System Design Considerations
Log Collection Model
-
Pull Model
- Pros: Central server can operate at its own speed.
- Cons: Security concerns from opening ports on machines; maintenance of metadata for log sources.
-
Push Model
- Pros: Easier management.
- Cons: Requires a consensus protocol for log file destinations.
Assumed a push model for the design:
- Install a log agent on each node.
- Log agent sends logs to a Kafka cluster.
Quota Management
- Quotas for each service should be configurable.
- Options for enforcing quotas:
- Leverage Kafka's quota system.
- Implement a rate limiter service for log agents.
Log Processing Flow
-
Log Generation:
- Log agent checks with the rate limiter.
- Compresses and sends logs to Kafka.
- Spark real-time processing service reads logs from Kafka and sends them to Elasticsearch.
-
Log Search:
- User requests log search via a UI.
- Load balancer forwards the request to the search service.

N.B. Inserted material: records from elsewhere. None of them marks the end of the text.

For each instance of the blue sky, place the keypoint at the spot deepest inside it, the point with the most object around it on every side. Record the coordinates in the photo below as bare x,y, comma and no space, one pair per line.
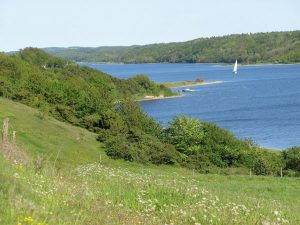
63,23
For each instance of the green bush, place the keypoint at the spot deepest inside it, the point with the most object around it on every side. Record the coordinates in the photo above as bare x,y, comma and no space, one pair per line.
292,159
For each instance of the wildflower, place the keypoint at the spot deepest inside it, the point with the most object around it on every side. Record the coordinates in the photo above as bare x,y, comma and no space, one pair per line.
28,219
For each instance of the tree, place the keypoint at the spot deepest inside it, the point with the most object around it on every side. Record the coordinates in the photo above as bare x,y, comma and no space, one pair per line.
185,134
292,158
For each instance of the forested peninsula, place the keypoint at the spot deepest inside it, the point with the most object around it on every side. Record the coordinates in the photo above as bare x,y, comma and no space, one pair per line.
274,47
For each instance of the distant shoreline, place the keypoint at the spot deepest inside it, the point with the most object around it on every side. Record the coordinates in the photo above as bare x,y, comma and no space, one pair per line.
186,84
189,83
150,97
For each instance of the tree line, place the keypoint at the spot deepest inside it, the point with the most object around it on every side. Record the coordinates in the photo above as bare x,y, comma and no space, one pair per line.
107,106
274,47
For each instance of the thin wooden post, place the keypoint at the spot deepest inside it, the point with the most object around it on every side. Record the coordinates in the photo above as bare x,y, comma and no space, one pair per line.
5,130
14,137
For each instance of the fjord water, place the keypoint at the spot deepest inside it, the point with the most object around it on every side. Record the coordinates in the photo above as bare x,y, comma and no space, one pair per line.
260,102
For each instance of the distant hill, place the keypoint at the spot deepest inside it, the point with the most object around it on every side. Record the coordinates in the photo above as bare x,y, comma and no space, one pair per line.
274,47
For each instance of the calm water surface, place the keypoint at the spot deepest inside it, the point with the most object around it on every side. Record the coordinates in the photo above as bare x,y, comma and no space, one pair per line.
261,102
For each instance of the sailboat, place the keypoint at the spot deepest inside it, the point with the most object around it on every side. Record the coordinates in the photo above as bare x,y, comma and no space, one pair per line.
235,67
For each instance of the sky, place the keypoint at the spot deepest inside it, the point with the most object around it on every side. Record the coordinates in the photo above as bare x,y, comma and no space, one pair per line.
91,23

- Search service queries Elasticsearch.
-
Archiving:
- An archive service periodically retrieves old logs from Elasticsearch and saves them to storage (e.g., Amazon S3).
Benefits of Log Agents
- Centralized maintenance reduces complexity.

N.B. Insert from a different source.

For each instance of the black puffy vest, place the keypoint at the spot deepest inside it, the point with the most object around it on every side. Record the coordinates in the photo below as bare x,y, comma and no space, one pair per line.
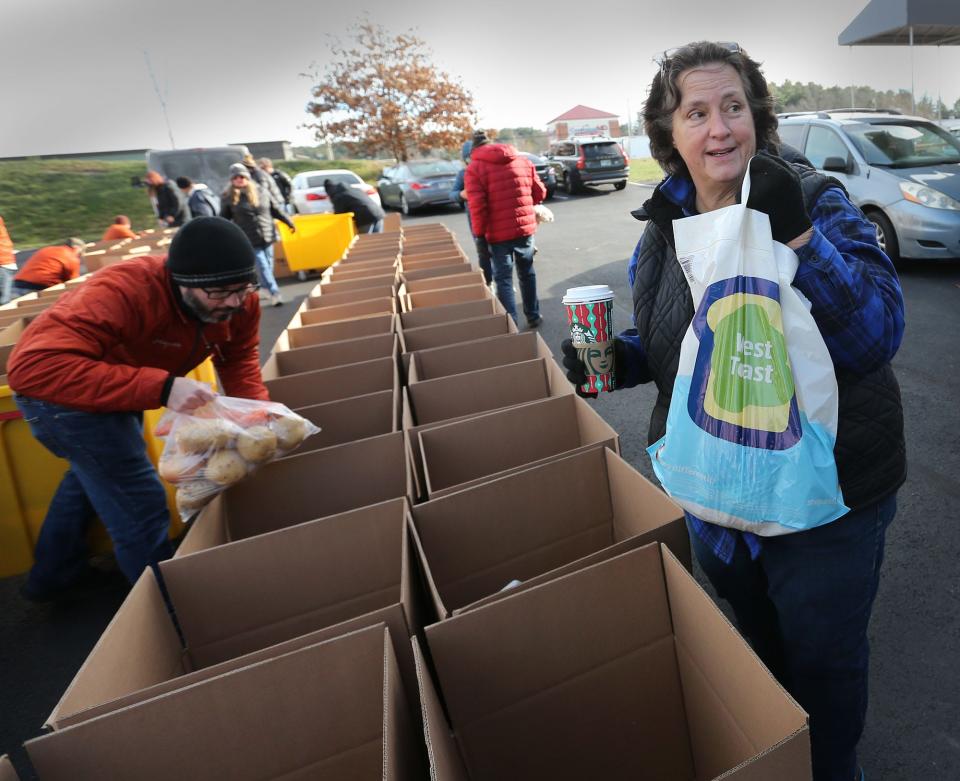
870,450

- Allows for upgrades and new features without impacting multiple teams.
- Decouples logging from application failures.
Handling Log Failures
- If a virtual machine fails, an offset can be recorded to track how much of the log has been sent to Kafka, facilitating recovery.
Technology Choices
- Kafka: Preferred for its native sharding support, allowing for high-volume log management.
- Spark: Widely used for real-time processing, though alternatives like a custom Java component could be considered.
- Elasticsearch: Used for complex queries and log aggregation.
Metrics Collection
- Separate Kafka cluster for metrics collection.
- Time series database for storing and querying metrics.
- Visualization through Grafana.
Compliance and Data Retention
- S3 supports automatic expiration; compliance requirements can be managed by adjusting retention policies.
Feedback and Areas for Improvement
Interviewer Feedback
- Strengths: Thorough requirement gathering and fluency in discussion.
- Areas for Improvement:
- Avoid jumping to specific solutions too quickly.
- Gather more detailed requirements, such as log size.
Self-Feedback
- Should have clarified log size assumptions.
- Need to improve familiarity with Elasticsearch.
Audience Feedback
- Clarification needed on log types (application vs. machine logs).
- Consideration of scalability and data delivery guarantees.
Conclusion
The meeting concluded with a comprehensive discussion on the architecture and implementation of a distributed log collection system, addressing both technical and operational aspects. Future discussions may focus on refining the design and addressing compliance requirements in more detail.